This movie trailer for Away From Her features Julie Christie, Gordon Pinsent, Wendy Crewson, and Olympia Dukakis.
More light-hearted fare came with smaller roles in the romance / comedy films Snapshots (2002), starring Burt Reynolds and Carmen Chaplin; and I’m with Lucy (2002) starring Monica Potter, Craig Bierko, Gael Garcia Bernal, Anthony LaPaglia, Henry Thomas, David Boreanaz, and Harold Ramis.
Other noteworthy movies of the 2000s for Julie Christie:
- Troy (2004), an epic historical drama starring Brad Pitt, Eric Bana, Orlando Bloom, Brendan Gleeson, and Diane Kruger.
- Harry Potter and the Prisoner of Azkaban (2004), a sequel in the popular adventure-fantasy film series starring Daniel Radcliffe, Emma Watson, and Rupert Grint. Christe plays Madame Rosmerta.

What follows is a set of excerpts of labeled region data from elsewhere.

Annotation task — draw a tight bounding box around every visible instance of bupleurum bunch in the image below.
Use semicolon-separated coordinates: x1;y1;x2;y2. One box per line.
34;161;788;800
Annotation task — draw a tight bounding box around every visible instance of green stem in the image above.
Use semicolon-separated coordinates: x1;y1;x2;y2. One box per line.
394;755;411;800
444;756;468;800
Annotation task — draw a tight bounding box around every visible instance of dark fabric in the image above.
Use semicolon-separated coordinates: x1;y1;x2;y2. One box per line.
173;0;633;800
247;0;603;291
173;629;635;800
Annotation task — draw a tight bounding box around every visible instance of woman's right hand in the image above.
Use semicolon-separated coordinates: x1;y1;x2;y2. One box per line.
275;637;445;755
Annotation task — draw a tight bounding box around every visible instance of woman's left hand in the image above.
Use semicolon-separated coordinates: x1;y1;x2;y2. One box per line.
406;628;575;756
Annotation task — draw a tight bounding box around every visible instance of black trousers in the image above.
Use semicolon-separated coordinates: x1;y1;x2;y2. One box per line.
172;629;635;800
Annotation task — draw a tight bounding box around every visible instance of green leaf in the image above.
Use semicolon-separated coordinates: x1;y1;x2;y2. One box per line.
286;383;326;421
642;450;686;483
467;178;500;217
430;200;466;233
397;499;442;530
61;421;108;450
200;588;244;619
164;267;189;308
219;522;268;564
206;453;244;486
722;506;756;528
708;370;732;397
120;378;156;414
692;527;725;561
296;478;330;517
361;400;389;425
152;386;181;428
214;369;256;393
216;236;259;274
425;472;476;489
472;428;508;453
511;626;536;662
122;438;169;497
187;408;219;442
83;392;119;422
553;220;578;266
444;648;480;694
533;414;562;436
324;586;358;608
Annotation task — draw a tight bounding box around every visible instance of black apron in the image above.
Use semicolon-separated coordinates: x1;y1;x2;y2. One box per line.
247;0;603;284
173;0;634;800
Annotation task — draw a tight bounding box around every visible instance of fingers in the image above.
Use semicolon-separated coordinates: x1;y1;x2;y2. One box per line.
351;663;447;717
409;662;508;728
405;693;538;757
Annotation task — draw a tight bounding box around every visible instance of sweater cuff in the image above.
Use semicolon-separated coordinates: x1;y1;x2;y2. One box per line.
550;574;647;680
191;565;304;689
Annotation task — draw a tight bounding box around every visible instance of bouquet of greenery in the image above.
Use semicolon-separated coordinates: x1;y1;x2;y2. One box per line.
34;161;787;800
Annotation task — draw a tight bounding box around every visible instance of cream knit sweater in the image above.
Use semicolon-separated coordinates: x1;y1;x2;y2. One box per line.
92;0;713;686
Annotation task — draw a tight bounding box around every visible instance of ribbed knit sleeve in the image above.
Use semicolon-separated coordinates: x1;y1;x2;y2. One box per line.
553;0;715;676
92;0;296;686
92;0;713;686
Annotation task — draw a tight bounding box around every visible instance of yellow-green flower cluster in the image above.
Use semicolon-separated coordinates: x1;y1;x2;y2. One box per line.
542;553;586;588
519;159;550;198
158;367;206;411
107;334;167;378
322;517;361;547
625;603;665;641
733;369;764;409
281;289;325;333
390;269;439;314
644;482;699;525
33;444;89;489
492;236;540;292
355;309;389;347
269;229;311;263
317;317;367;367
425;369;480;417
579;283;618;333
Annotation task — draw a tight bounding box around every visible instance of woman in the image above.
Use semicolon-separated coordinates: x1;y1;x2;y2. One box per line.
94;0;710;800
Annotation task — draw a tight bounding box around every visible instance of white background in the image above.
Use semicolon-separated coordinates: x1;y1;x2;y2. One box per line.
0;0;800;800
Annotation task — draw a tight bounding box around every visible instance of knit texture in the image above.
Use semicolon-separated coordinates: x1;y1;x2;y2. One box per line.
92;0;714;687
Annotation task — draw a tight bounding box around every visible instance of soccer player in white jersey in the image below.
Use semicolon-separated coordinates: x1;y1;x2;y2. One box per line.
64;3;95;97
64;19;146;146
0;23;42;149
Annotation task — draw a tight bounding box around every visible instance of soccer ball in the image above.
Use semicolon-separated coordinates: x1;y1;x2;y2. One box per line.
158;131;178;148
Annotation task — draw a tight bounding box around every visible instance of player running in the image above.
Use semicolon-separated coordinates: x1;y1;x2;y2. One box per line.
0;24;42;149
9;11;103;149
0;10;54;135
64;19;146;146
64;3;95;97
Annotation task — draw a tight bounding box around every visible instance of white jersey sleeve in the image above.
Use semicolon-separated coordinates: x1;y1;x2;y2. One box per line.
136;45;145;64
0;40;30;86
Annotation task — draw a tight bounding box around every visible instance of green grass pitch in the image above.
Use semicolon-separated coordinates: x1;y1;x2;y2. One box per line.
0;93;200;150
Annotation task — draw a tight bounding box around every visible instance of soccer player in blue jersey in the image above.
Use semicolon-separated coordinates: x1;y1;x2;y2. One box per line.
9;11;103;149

- Finding Neverland (2004), about playwright and novelist J.M. Barrie’s friendship with the family who inspired Peter Pan. Johnny Depp (as Barrie) co-stars with Kate Winslet and Julie Christie, Dustin Hoffman, and Freddie Highmore.
- New York, I Love You (2008), a romantic drama set in New York (of course!) with a large cast that tells the story of 11 different loves. Christie’s segment Shekhar Kapur co-stars John Hurt and Shia LaBeouf. Other segments star Cloris Leachman, Eli Wallach, Burt Young, Bradley Cooper, Chris Cooper, Ethan Hawke, Christina Ricci, Andy Garcia, and Natalie Portman, to name a few of the other very familiar faces in this film.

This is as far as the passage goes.